AffectSRNet : Facial Emotion-Aware Super-Resolution Network

Many artificial intelligence systems try to understand human emotions by reading facial expressions. However, in practical situations, faces are often captured in poor quality – for example, from CCTV cameras, mobile cameras, video calls, or distant surveillance footage. When such blurred or low-resolution faces are enlarged using ordinary image-enhancement methods, the face may look sharper, but the expression can change. A smile may look less natural, eye details may be altered, or the emotional signal may become unclear.

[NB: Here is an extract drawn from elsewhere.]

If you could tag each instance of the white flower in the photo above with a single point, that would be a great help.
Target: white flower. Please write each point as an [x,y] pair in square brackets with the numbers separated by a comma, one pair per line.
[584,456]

AffectSRNet, created by Dr Syed Sameen Ahmad Rizvi, Assistant Professor, Department of Computer Science and Engineering, SRM AP addresses this problem by enhancing facial images in a way that respects the emotional structure of the face. His research has been published in the Q1 journal of Cognitive Computation, having an impact score of 4.3, under the title “AffectSRNet : Facial Emotion-Aware Super-Resolution Network”. Instead of only making the image visually sharper, the model also considers important facial landmarks such as the eyes, eyebrows, cheeks, lips, and mouth region. These points are treated as a connected facial structure so that the system can better preserve the expression while improving resolution. In simple terms, the model does not merely ask, ‘How can this face be made clearer?’ It also asks, ‘How can this face be made clearer without changing the emotion it is expressing?’

Abstract

Facial Expression Recognition (FER) systems often perform unreliably when the input face images are of low resolution, as commonly encountered in surveillance footage, online communication, mobile imaging, and other real-world visual environments. Conventional face super-resolution methods can improve image clarity, but they may unintentionally distort subtle expression cues such as eye movement, lip curvature, cheek structure, and other facial details that carry emotional meaning. This research introduces AffectSRNet, an emotion-aware face super-resolution framework designed to enhance low-resolution facial images while preserving the fidelity and intensity of facial expressions. The proposed approach integrates facial landmark geometry through Graph Convolutional Networks and combines these structural embeddings with a super-resolution backbone using multimodal attention-based fusion. In addition, the work introduces an Emotion Consistency Metric to evaluate whether the emotional content of a face remains stable after super-resolution. Experiments on standard facial datasets, including CelebA, FFHQ, and Helen, demonstrate that AffectSRNet achieves competitive visual reconstruction quality while improving emotion preservation in comparison with existing super-resolution approaches. The study contributes toward more reliable FER systems for real-world, low-resolution settings.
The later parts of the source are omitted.